Harutyun Yenokyan

Personal information
- Nationality: Armenia
- Born: 5 July 1985 (age 41) Yerevan, Armenia
- Height: 1.76 m (5 ft 9+1⁄2 in)
- Weight: 88 kg (194 lb)

Sport
- Sport: Wrestling
- Event: Freestyle
- Club: Urartu (ARM)
- Coached by: Edik Tunyans

= Harutyun Yenokyan =

Armenian freestyle wrestler

Harutyun Yenokyan (Հարություն Ենոքյան, born 5 July 1985) is an Armenian Freestyle wrestler.
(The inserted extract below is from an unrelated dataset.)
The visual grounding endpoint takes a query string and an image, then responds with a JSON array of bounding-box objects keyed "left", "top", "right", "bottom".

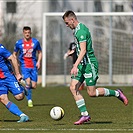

Yenokyan competed at the 2008 Summer Olympics in the men's freestyle 84 kg division. He qualified by placing third at the Olympic Qualification Tournament in Martigny, Switzerland. He progressed to the quarterfinal round of the competition, where he lost to Georgia's Revaz Mindorashvili, who was able to score four points at the end of the second period. Because Mindorashvili advanced further into the final match against Tajikistan's Yusup Abdusalomov, Yenokyan was given another chance at a bronze medal through a repechage bout, in which he lost to Germany's Davyd Bichinashvili, with a technical score of 3–4 and a classification score of 1–3.